Acórdão nº 1/14.1GBMDA.C1 de Court of Appeal of Coimbra (Portugal), 18 de Maio de 2016

Magistrado ResponsávelVASQUES OS
Data da Resolução18 de Maio de 2016
EmissorCourt of Appeal of Coimbra (Portugal)

Acordam, em conferência, na 4ª Secção do Tribunal da Relação de Coimbra I. RELATÓRIO No Tribunal Judicial da Comarca de Viseu – Moimenta da Beira – Instância Local – Secção de Competência Genérica – J1, o assistente P... , acompanhado pelo Ministério Público, requereu o julgamento, em processo comum, com intervenção do tribunal singular, dos arguidos A...

e B...

, ambos com os demais sinais nos autos, imputando a prática, a cada um e em autoria material, de um crime de injúria, p. e p. pelo art. 181º, nº 1 do C. Penal.

O assistente deduziu pedido de indemnização civil contra os arguidos, com vista à sua condenação solidária no pagamento da quantia de € 2.000, por danos não patrimoniais sofridos.

Por sentença de 15 de Julho de 2015, foram os arguidos absolvidos da prática do crime a cada um imputado e do pedido de indemnização civil deduzido.

* Inconformado com a decisão, recorreu o assistente, formulando no termo da motivação as seguintes conclusões: 1º A prova produzida aponta em sentido que condena os arguidos pela prática do crime de injúrias, motivo por que se pode dizer que existe erro de julgamento.

  1. O douto Tribunal deu como não provado que os arguidos não injuriaram o assistente.

  2. Face aos documentos dos autos e face à prova produzida na audiência de julgamento, o tribunal considerou não credível a prova testemunhal.
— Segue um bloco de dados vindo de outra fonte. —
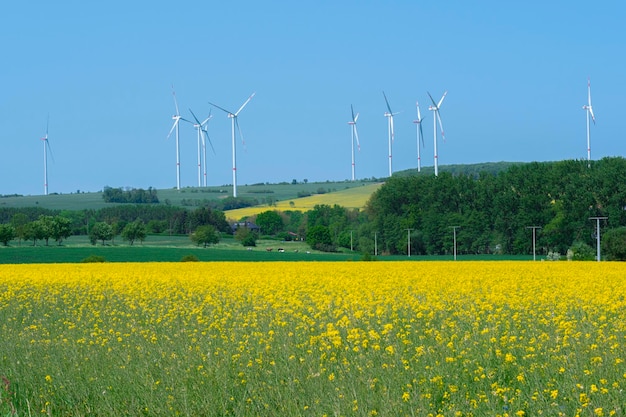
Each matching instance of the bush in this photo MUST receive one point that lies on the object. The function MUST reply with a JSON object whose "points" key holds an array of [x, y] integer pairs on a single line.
{"points": [[580, 251], [94, 258], [614, 244]]}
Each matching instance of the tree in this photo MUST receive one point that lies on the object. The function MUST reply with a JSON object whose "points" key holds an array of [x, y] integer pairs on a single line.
{"points": [[246, 236], [134, 231], [7, 233], [318, 237], [100, 231], [61, 228], [205, 235], [270, 222], [614, 244], [19, 221]]}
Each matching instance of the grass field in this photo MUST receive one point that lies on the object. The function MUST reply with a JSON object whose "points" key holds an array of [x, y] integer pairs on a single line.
{"points": [[193, 196], [313, 339], [352, 198]]}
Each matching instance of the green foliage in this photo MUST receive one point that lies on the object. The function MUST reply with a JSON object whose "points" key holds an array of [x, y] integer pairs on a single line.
{"points": [[270, 222], [495, 211], [246, 236], [135, 195], [614, 244], [580, 251], [7, 233], [205, 235], [318, 237], [93, 259], [134, 231], [100, 231]]}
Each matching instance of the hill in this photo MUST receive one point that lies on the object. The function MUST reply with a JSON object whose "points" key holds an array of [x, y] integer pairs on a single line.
{"points": [[350, 198], [191, 197]]}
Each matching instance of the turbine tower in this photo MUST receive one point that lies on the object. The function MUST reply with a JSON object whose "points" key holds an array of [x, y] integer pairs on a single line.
{"points": [[589, 110], [355, 134], [420, 136], [389, 115], [176, 117], [436, 117], [234, 122], [46, 147], [202, 132]]}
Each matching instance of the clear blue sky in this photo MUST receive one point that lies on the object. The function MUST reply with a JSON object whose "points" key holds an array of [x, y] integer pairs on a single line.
{"points": [[516, 75]]}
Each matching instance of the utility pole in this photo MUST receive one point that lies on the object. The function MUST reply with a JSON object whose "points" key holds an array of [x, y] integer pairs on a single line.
{"points": [[454, 234], [351, 247], [597, 219], [408, 242], [375, 244], [534, 231]]}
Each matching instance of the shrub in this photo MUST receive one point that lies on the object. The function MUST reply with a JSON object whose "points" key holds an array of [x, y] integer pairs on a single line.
{"points": [[94, 258], [189, 258]]}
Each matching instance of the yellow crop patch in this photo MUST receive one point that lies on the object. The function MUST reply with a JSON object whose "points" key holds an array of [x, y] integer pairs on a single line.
{"points": [[337, 338]]}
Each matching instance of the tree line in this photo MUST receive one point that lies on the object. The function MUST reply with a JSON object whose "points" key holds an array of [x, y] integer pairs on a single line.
{"points": [[490, 213]]}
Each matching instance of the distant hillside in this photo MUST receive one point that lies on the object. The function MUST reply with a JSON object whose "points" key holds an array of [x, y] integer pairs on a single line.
{"points": [[473, 170], [191, 197], [350, 198]]}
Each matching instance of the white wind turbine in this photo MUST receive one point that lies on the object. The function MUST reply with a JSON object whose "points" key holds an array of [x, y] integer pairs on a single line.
{"points": [[355, 134], [176, 117], [435, 107], [234, 122], [420, 136], [202, 133], [46, 147], [389, 115], [589, 110]]}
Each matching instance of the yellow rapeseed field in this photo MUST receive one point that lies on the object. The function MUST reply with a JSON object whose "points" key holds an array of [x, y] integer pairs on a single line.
{"points": [[314, 339], [351, 198]]}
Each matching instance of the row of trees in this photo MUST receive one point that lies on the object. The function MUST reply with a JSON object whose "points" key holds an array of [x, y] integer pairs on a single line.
{"points": [[490, 213]]}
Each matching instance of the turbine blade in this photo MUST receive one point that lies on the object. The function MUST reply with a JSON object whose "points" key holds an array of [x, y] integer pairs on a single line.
{"points": [[442, 97], [243, 142], [387, 102], [205, 132], [175, 101], [356, 135], [172, 129], [245, 103], [440, 126], [589, 101], [432, 100], [50, 149], [195, 118], [221, 108]]}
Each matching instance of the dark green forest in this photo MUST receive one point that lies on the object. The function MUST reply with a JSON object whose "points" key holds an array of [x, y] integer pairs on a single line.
{"points": [[494, 212], [491, 210]]}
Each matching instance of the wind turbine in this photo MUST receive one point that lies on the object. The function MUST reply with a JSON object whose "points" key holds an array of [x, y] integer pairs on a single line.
{"points": [[202, 132], [420, 136], [234, 122], [435, 107], [176, 117], [354, 135], [389, 114], [589, 110], [46, 147]]}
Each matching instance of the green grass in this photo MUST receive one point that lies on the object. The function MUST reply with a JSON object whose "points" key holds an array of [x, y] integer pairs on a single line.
{"points": [[192, 196]]}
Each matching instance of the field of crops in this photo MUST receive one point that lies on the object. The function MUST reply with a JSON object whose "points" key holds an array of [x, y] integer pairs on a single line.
{"points": [[314, 339]]}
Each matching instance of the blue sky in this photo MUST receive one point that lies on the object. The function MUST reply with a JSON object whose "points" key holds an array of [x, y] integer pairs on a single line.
{"points": [[516, 75]]}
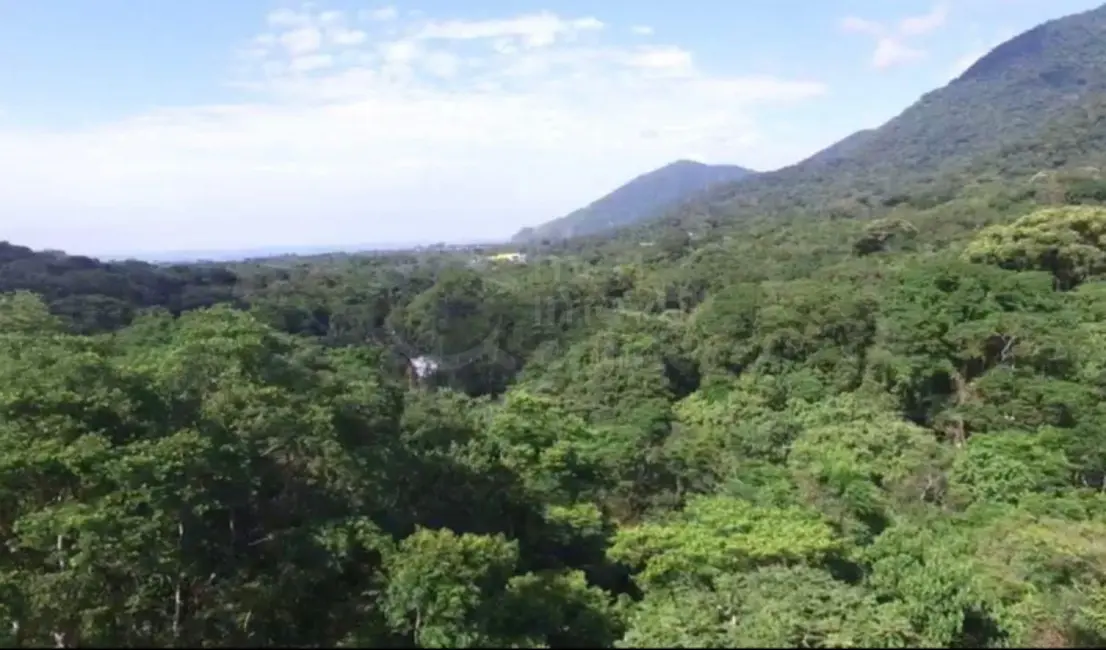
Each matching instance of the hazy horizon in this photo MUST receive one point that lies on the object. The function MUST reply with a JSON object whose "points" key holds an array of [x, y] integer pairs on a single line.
{"points": [[215, 126]]}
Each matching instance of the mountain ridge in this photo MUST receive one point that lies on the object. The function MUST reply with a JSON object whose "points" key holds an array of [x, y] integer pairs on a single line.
{"points": [[636, 200]]}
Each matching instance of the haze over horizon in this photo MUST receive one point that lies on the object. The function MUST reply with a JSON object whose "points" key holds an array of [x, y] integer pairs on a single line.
{"points": [[219, 126]]}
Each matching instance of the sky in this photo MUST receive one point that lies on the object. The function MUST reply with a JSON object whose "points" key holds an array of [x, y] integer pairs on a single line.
{"points": [[139, 127]]}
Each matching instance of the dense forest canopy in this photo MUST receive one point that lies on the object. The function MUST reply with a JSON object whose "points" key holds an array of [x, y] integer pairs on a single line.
{"points": [[845, 410]]}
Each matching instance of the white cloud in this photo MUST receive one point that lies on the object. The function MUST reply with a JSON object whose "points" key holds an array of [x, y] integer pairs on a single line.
{"points": [[427, 129], [917, 25], [302, 41], [893, 46], [382, 14]]}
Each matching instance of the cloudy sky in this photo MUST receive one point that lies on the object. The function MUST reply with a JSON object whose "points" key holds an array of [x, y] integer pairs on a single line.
{"points": [[129, 127]]}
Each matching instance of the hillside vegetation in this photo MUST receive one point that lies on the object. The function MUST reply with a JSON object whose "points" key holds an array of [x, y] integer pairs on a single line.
{"points": [[869, 412], [645, 197]]}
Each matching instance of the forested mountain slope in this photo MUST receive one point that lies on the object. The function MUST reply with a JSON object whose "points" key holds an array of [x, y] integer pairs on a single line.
{"points": [[880, 425], [1033, 79], [639, 199]]}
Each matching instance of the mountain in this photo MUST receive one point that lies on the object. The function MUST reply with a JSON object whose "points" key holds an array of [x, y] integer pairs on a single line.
{"points": [[637, 200], [1050, 74]]}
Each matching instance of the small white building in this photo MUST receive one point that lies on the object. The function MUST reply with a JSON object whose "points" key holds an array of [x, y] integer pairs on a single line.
{"points": [[425, 366]]}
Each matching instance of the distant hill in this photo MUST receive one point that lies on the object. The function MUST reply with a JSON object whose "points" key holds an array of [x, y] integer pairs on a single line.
{"points": [[642, 198], [1051, 74], [95, 296]]}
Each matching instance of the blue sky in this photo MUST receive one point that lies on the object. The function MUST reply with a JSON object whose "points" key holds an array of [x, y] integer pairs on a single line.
{"points": [[156, 126]]}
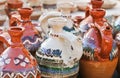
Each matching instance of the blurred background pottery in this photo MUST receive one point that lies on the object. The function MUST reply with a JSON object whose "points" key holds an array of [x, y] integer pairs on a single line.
{"points": [[100, 50], [16, 61], [12, 5]]}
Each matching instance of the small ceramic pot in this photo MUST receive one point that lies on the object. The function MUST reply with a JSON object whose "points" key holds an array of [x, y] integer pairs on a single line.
{"points": [[16, 61]]}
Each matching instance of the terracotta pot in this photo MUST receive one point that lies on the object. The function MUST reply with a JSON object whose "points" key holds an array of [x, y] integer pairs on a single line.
{"points": [[59, 56], [31, 37], [100, 50], [16, 61], [14, 4], [94, 69], [2, 48]]}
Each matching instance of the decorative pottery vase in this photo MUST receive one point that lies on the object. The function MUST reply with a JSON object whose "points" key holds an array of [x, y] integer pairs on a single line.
{"points": [[31, 37], [116, 26], [12, 5], [100, 51], [59, 55], [2, 48], [84, 25], [16, 61]]}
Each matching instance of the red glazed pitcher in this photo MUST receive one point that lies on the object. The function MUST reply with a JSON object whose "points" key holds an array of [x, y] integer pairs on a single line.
{"points": [[16, 61], [84, 25], [100, 52]]}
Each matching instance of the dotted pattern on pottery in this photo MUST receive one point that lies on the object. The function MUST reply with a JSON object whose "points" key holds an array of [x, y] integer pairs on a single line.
{"points": [[50, 52], [89, 53], [50, 67], [24, 74]]}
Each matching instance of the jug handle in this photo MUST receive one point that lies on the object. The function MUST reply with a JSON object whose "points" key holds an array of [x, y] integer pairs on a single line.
{"points": [[4, 40], [106, 40], [14, 19]]}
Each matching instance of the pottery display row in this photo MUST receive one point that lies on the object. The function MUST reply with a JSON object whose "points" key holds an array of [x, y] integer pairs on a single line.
{"points": [[64, 48]]}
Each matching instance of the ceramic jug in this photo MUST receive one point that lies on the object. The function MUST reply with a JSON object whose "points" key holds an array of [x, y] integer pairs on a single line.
{"points": [[31, 37], [12, 5], [100, 51], [116, 25], [16, 61], [84, 25], [66, 7], [59, 55]]}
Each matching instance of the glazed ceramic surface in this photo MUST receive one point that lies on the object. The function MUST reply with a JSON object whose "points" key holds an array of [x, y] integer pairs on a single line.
{"points": [[31, 37], [100, 50], [117, 39], [116, 26], [59, 55], [16, 61]]}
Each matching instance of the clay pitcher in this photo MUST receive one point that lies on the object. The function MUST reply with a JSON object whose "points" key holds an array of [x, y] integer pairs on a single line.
{"points": [[31, 37], [16, 61], [12, 5], [100, 52]]}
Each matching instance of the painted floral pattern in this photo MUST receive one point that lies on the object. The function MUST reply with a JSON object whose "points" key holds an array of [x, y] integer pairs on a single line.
{"points": [[21, 60]]}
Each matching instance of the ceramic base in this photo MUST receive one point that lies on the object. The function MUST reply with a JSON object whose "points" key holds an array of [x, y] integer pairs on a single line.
{"points": [[89, 69]]}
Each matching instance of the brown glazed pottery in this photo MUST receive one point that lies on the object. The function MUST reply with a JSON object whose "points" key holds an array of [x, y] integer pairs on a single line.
{"points": [[118, 44], [16, 61], [100, 51], [1, 43], [84, 25], [12, 5], [31, 37]]}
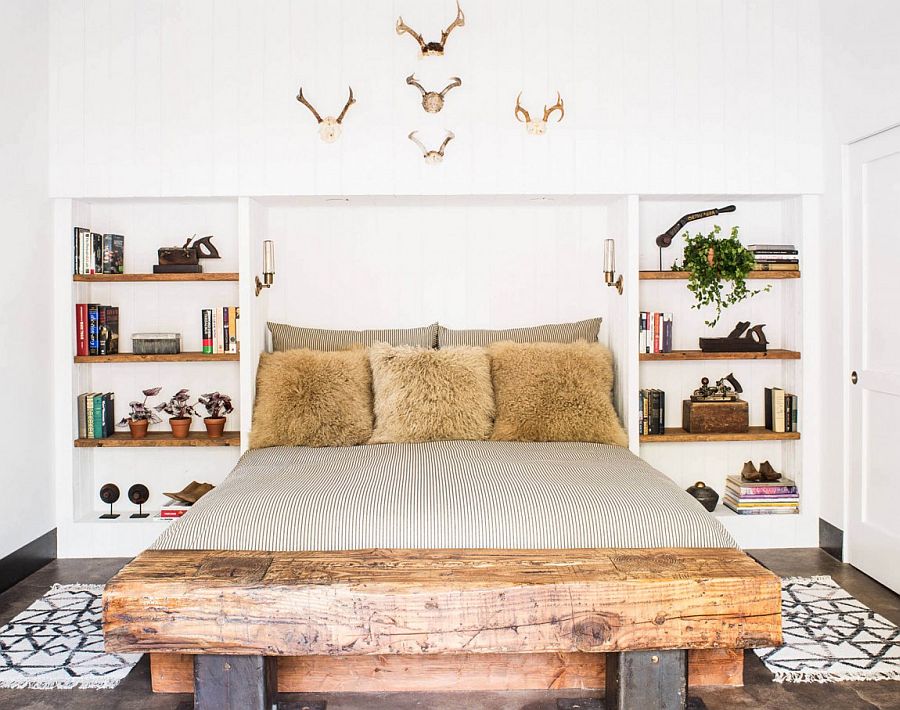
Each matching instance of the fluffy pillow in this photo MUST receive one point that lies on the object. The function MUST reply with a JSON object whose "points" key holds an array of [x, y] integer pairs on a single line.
{"points": [[310, 398], [554, 392], [431, 395]]}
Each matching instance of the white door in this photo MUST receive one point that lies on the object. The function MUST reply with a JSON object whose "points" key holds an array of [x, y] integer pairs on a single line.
{"points": [[872, 251]]}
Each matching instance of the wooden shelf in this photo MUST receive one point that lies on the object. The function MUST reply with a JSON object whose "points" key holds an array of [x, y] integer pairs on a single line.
{"points": [[756, 433], [683, 275], [160, 438], [678, 355], [180, 357], [132, 278]]}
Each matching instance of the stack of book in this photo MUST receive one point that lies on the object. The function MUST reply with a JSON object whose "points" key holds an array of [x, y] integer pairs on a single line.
{"points": [[775, 257], [96, 415], [761, 497], [652, 409], [655, 333], [221, 329], [98, 253], [782, 410], [96, 329]]}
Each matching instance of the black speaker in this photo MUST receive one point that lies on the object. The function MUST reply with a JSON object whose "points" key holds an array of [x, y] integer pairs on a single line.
{"points": [[139, 494], [109, 494]]}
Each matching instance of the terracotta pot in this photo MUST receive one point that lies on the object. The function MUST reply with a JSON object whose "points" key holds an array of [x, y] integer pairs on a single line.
{"points": [[214, 427], [181, 427], [138, 428]]}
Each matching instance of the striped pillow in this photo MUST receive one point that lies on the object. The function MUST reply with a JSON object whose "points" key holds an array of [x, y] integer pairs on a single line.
{"points": [[291, 337], [551, 333]]}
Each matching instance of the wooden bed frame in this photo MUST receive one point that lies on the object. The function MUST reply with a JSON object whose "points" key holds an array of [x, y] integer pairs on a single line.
{"points": [[238, 627]]}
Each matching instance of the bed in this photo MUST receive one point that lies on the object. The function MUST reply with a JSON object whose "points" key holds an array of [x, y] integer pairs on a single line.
{"points": [[461, 564]]}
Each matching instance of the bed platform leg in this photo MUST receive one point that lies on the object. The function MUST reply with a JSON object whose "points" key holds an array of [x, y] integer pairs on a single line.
{"points": [[235, 683], [637, 680]]}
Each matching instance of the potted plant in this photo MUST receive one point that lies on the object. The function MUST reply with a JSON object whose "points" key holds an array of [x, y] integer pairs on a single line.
{"points": [[712, 260], [218, 406], [141, 416], [180, 413]]}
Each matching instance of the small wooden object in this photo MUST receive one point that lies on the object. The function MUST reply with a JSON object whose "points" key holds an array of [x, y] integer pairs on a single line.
{"points": [[715, 417]]}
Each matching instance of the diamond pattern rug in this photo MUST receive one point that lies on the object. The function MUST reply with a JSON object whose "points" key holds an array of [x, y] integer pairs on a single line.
{"points": [[57, 642], [829, 636]]}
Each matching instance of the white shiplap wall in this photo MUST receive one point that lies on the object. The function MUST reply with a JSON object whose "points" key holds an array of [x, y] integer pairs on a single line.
{"points": [[196, 97]]}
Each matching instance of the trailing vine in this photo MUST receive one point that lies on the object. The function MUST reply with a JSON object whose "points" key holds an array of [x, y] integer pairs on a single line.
{"points": [[713, 260]]}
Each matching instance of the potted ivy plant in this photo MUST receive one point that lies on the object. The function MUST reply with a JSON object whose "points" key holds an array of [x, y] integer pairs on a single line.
{"points": [[180, 413], [218, 407], [141, 416], [712, 261]]}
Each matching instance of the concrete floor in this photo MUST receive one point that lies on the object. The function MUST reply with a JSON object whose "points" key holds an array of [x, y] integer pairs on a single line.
{"points": [[759, 691]]}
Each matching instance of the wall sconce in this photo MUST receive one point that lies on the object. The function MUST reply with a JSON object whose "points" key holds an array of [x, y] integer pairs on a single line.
{"points": [[609, 265], [268, 266]]}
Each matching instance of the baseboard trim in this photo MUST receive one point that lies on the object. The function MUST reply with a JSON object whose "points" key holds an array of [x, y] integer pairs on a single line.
{"points": [[831, 539], [27, 560]]}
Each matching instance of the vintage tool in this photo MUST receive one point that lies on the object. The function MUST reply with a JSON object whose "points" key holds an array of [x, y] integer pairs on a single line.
{"points": [[665, 239], [186, 259], [738, 341], [717, 409]]}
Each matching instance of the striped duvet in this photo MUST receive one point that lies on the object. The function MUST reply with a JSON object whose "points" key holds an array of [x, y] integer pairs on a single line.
{"points": [[447, 494]]}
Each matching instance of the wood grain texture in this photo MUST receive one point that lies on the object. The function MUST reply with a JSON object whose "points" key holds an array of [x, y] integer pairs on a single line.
{"points": [[684, 275], [134, 278], [159, 439], [368, 602], [676, 355], [755, 433], [173, 672]]}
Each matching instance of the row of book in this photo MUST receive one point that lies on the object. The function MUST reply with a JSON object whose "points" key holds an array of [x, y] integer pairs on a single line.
{"points": [[652, 408], [655, 332], [96, 415], [761, 497], [98, 253], [775, 257], [221, 329], [782, 410], [96, 329]]}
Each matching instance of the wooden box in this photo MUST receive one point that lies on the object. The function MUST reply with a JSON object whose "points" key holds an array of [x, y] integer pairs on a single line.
{"points": [[715, 417]]}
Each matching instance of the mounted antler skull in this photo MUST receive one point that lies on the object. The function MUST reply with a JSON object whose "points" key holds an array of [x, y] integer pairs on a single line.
{"points": [[533, 126], [329, 127], [433, 49], [433, 101], [432, 157]]}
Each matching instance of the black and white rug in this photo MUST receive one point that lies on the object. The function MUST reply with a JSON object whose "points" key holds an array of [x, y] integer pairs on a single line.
{"points": [[829, 636], [57, 642]]}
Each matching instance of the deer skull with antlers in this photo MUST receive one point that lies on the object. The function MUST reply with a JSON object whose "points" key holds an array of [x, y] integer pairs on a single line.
{"points": [[433, 101], [329, 127], [533, 126], [432, 157], [432, 49]]}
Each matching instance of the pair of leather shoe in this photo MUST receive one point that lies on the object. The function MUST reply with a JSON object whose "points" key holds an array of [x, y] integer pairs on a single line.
{"points": [[765, 473]]}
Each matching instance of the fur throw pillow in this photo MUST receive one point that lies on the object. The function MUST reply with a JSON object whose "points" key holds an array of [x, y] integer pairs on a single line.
{"points": [[431, 395], [312, 398], [554, 392]]}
  3. Era imperioso que o douto tribunal tivesse formado um todo coerente e bem fundado, quer do ponto de vista lógico, quer das regras da vida e da experiencia decisão diferente da que tomou, absolveu os arguidos.

  4. Com efeito os argumentos do douto tribunal assentam na falta da credibilidade das testemunhas arroladas pela acusação, mas fica-se só por aí, não concretiza nem fundamenta convenientemente tal raciocínio.

  5. Todas as testemunhas quer as de acusação quer as de defesa concordam nas más relações entre os arguidos e o assistente, ora seguindo um raciocínio lógico e coerente, além das regras da vida e experiencia comum, não se afigura o porquê do douto Tribunal ter tanta dificuldade em aceitar a realidade dos factos, insistindo na falta de credibilidade das testemunhas da acusação.

  6. Assim, os juízos sobre os documentos e os depoimentos das testemunhas, revelam-se sem fundamento lógico e coerente, além de que afrontam as regras da vida e da experiência comum, incorrendo nos vícios referidos no artº 410º, nº 2, alíneas a), b) e c) do Código de Processo Penal.

  7. Pelo exposto, ao abrigo do que se dispõe, designadamente, no art. 412º, nº 3 do Código de Processo Penal, o douto Tribunal julgou incorrectamente a matéria de facto ao considerar não provados os factos elencados nas alíneas B) a, b, c, d, e, f, g, h, i, j, k, da douta sentença.

  8. Salvo o devido respeito, a apreciação da prova, ainda que livre, não pode ser uma actividade puramente subjectiva, antes deve ser juridicamente fundamentada, devendo concretizar-se "numa valoração racional e crítica, de acordo com as regras comuns da lógica, da razão, das máximas da experiência e dos conhecimentos científicos, que permitirá ao julgador objectivar a apreciação dos factos, requisito necessário para uma efectiva motivação da decisão." (Ac. Trib. Constitucional de 98/03/15, DR II de 98/09/23). 10º Estes factos deverão ser considerados provados com base precisamente nas concretas provas que se deixaram especificadas, as quais impõem uma decisão diversa da proferida, no sentido precisamente da condenação dos arguidos.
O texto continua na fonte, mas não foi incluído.